Sunday, December 27, 2020

I Rented a Pottery Wheel for a Week, and It Did Not Go as I'd Expected

 For one, I thought I'd get the hang of the pottery wheel right away, or at least after a few tries.

Or maybe after watching a few YouTube videos with titles like "How to Center Clay on the Pottery Wheel."

Or possibly after watching a few more YouTube videos with titles like "Can't Center Your Clay on the Pottery Wheel? Watch This Video and You'll Definitely Get It!"

Yeah... no. I'm a big proponent of autodidacticism, but I just could not seem to get the knack of using that dang pottery wheel. Matt and Will also tried a couple of times--



--but that pottery wheel was not about to give up its secrets to any of us. 

Ah, well... we could still hand-build.

Which leads me to another misconception: Okay, fine, I did not poll the entire family before I committed to renting us a pottery wheel plus supplies for a week, but to be fair, WHO WOULD NOT BE INTERESTED IN SPENDING A WEEK GOOFING AROUND WITH CLAY?    

Yeah, my family. Would not. Be. Interested. In. That. 

Will might have been more interested if she'd gotten the hang of the wheel, but are these really the same babies who used to sit for hours and make entire dinner sets out of air-dry clay? I don't even think Syd consented to look at the clay setup for the entire week it lived in our front hallway, and she's the kid who once upon a time spent most of a week making an elaborate headband created from a zillion individually sculpted polymer clay flowers as a birthday gift for a kid she barely knew!
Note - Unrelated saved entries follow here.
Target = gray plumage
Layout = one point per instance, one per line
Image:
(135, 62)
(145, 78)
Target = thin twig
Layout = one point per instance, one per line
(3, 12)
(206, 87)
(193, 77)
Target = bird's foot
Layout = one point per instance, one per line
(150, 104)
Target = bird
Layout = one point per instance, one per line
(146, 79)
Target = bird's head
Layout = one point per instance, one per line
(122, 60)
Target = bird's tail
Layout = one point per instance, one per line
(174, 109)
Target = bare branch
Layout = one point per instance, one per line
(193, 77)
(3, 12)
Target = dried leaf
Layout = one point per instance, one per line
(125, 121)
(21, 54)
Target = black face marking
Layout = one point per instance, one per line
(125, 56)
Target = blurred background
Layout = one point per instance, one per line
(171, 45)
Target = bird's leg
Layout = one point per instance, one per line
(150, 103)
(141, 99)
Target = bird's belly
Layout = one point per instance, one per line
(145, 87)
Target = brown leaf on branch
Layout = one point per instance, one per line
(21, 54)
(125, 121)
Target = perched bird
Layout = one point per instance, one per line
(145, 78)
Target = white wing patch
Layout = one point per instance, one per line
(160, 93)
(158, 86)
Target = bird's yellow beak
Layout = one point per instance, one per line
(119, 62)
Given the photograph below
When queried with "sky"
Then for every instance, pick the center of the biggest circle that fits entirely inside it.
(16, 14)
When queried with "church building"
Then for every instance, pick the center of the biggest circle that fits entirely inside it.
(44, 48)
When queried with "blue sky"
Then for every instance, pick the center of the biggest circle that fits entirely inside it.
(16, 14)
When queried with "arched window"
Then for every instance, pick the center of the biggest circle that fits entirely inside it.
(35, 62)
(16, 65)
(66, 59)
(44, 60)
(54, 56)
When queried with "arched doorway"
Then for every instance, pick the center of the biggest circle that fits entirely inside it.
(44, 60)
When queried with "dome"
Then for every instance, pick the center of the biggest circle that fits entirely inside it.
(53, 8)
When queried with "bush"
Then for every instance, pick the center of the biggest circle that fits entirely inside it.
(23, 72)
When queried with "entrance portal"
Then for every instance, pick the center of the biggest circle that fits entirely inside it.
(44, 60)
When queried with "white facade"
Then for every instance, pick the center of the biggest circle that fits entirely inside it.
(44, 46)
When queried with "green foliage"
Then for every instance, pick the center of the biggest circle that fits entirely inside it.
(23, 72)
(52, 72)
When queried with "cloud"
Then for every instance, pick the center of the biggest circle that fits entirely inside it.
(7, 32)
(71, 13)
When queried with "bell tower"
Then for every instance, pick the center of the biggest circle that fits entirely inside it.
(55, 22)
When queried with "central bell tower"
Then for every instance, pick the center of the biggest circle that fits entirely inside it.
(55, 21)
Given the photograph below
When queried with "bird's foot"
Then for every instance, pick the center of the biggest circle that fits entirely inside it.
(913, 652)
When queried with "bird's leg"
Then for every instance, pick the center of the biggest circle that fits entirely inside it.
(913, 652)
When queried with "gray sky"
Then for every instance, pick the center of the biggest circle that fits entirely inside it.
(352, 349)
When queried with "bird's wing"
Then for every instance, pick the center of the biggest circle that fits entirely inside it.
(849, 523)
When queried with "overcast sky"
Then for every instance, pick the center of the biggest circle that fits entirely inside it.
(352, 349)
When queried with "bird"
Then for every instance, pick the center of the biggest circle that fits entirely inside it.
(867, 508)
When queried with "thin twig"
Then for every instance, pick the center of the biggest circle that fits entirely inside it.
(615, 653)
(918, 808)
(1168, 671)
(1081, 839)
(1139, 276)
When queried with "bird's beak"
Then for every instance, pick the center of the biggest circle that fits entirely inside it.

We're just going to call this the week that I played Arctic Monkeys really loud on constant repeat and felt sorry for myself while hand-building weird things out of clay.

Originally, my main thought was, "Shit! I paid $70 for this! I'm going to get my money's worth if it kills me!" But you know what? I got WAY more into hand-building weird things out of clay than I thought I would! I generally always had an idea or two of something that I wanted to make, and with the Arctic Monkeys blaring, the Thanksgiving vacation enabling me to take a break from homeschooling/supervising online schooling, and the rest of my family quietly pretending that the entire front hallway didn't exist, I had plenty of time to get on with it:


I made a lot of little pots that inexplicably have tentacles--



--and a bunch of plant markers that I got all my scrapbooking stamps dirty labeling--


...and a bunch of other stuff. Like, a BUNCH:


I've got Christmas ornaments and gift tags and coasters and phases of the moon hangings, and raincloud hangings and soap dishes and little magnets...

...and little pots with tentacles!




I LOVE them.

I love my plant markers, too, and now I can stop stupidly confusing my lavender and rosemary plants:



And now I'm left with lots of fun things to paint, to add twine and hangers to, to glue magnets on, and to give away or sell or add to my cluttered house's cluttered decor.

I can't say that I'm not always bummed whenever my cool idea for how everyone else in my family should spend their time doesn't pan out (you'd think that I'd therefore stop trying to plan out how everyone in my family should spend their time, but I swear my ideas are always super cool!), and I can't say that I'm not VERY much over this reality in which 2020 as a whole is pretty much just one super-sized class session in which the lesson reads, "Expectations are plans for future disappointments," but now I can also say the following things:

I enjoy hand-building things out of clay.
I am capable of adding tentacles to anything.
I have all of my scissors, and all of my sturdy glues, and all of my favorite pens nicely organized.
If required, I can entertain myself endlessly with the Artic Monkeys, a knife and a rolling pin, and 20 pounds of mud.